Dans quelle mesure les exportations européennes peuvent-elles être relancées par le recul de
l'euro ?

Le raisonnement classique, c'est que la baisse d'une devise améliore la compétitivité des
entreprises. Une dépréciation de l'euro de 10 % entraîne une hausse des exportations vers les
pays étrangers de 7 % à 8 %. Mais si la valeur de l'euro a reculé par rapport au dollar, ce n'est
pas le cas vis-à-vis de beaucoup d'autres devises. En moyenne, le taux effectif de l'euro, c'est-
à-dire le taux de change vis-à-vis des autres monnaies, pondérées par leur poids dans le
commerce extérieur de la zone euro, n'a baissé que de 3 % depuis le début de l'année.

En revanche, à l'intérieur de la zone euro, la compétitivité va évoluer. L'inflation est très


différente selon les pays européens.
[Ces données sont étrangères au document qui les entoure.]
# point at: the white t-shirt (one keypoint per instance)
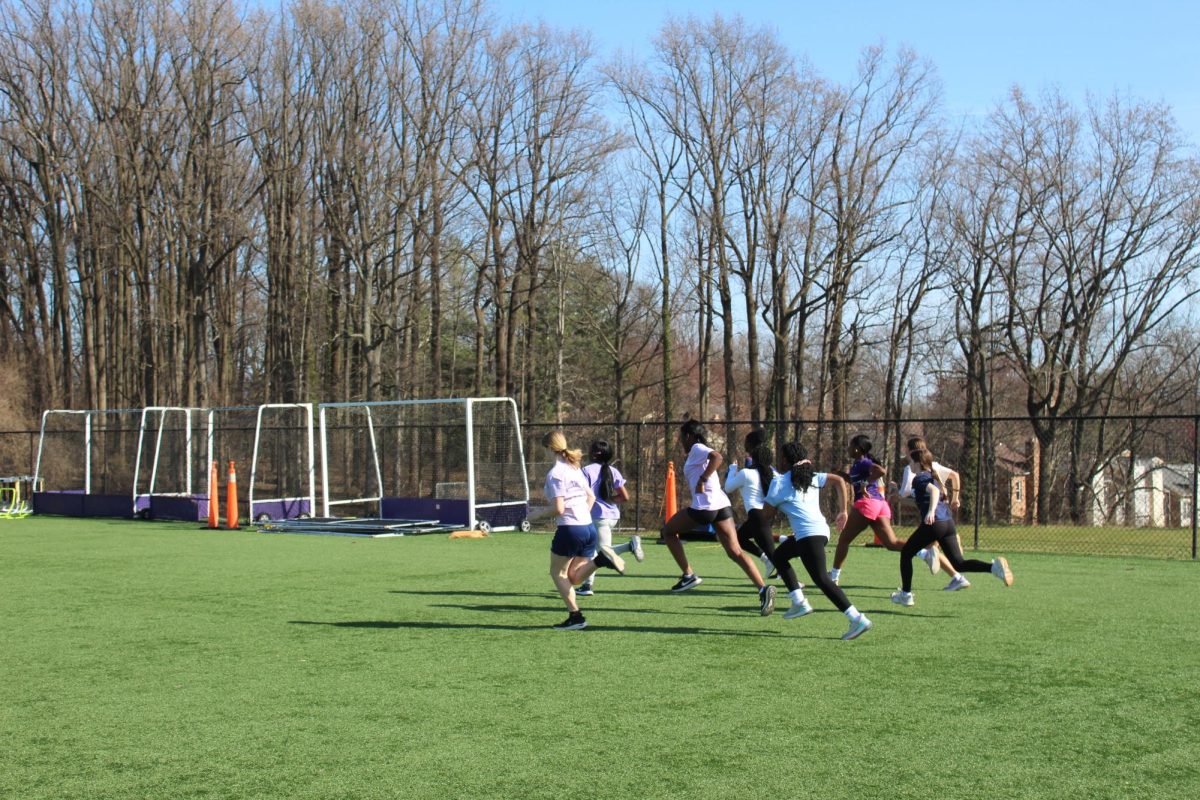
(906, 477)
(803, 509)
(712, 498)
(749, 482)
(569, 482)
(601, 509)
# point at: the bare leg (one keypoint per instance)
(678, 524)
(882, 528)
(856, 524)
(729, 539)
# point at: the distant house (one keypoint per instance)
(1144, 492)
(1015, 483)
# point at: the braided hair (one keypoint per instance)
(601, 453)
(762, 458)
(802, 468)
(694, 429)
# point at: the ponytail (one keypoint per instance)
(801, 465)
(601, 453)
(762, 458)
(927, 465)
(694, 429)
(556, 443)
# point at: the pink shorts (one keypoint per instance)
(873, 509)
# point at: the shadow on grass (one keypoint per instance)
(466, 626)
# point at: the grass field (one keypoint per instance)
(144, 660)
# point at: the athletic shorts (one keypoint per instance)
(873, 509)
(708, 516)
(575, 540)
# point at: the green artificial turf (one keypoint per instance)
(148, 660)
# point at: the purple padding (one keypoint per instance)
(289, 509)
(449, 512)
(77, 504)
(507, 516)
(186, 509)
(453, 512)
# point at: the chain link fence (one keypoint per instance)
(1099, 486)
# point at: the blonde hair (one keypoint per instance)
(556, 443)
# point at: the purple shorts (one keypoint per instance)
(873, 509)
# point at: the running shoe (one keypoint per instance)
(798, 609)
(929, 555)
(1000, 569)
(635, 546)
(859, 626)
(687, 582)
(573, 623)
(609, 558)
(957, 582)
(766, 600)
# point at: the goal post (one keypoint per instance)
(459, 462)
(282, 468)
(85, 462)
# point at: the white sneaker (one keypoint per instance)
(635, 546)
(1000, 569)
(958, 582)
(798, 609)
(859, 626)
(929, 555)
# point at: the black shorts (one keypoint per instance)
(708, 516)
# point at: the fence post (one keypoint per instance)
(1195, 479)
(978, 468)
(637, 500)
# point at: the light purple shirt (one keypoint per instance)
(568, 482)
(603, 509)
(712, 498)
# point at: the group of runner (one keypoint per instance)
(586, 500)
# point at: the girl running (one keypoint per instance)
(609, 487)
(870, 510)
(754, 535)
(574, 552)
(933, 555)
(797, 494)
(709, 506)
(937, 525)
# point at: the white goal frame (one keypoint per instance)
(369, 408)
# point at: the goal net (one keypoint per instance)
(459, 462)
(85, 462)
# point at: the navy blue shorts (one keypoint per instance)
(575, 540)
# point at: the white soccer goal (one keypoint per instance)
(85, 462)
(456, 462)
(282, 469)
(171, 471)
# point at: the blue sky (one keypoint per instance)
(1145, 48)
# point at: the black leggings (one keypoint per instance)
(811, 552)
(943, 533)
(756, 539)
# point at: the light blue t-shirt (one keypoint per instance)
(803, 509)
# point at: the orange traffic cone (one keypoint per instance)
(670, 503)
(232, 498)
(214, 497)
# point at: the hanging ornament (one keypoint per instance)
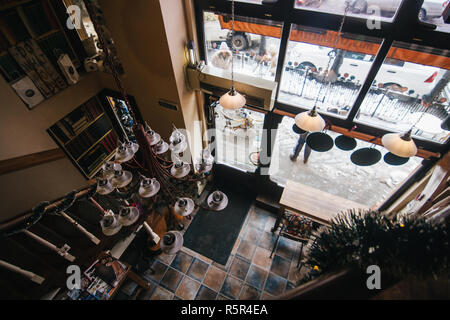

Or les coûts des entreprises varient en fonction de la
hausse des prix. Et la France affiche un des taux d'inflation les plus faibles. Comme l'inflation
est de 6,5 % en France en juin sur un an alors qu'elle atteint 8,5 % en Italie et 10 % en
Espagne, la compétitivité des entreprises françaises face à leurs concurrentes italiennes et
espagnoles va donc augmenter de respectivement 2 et 3,5 points.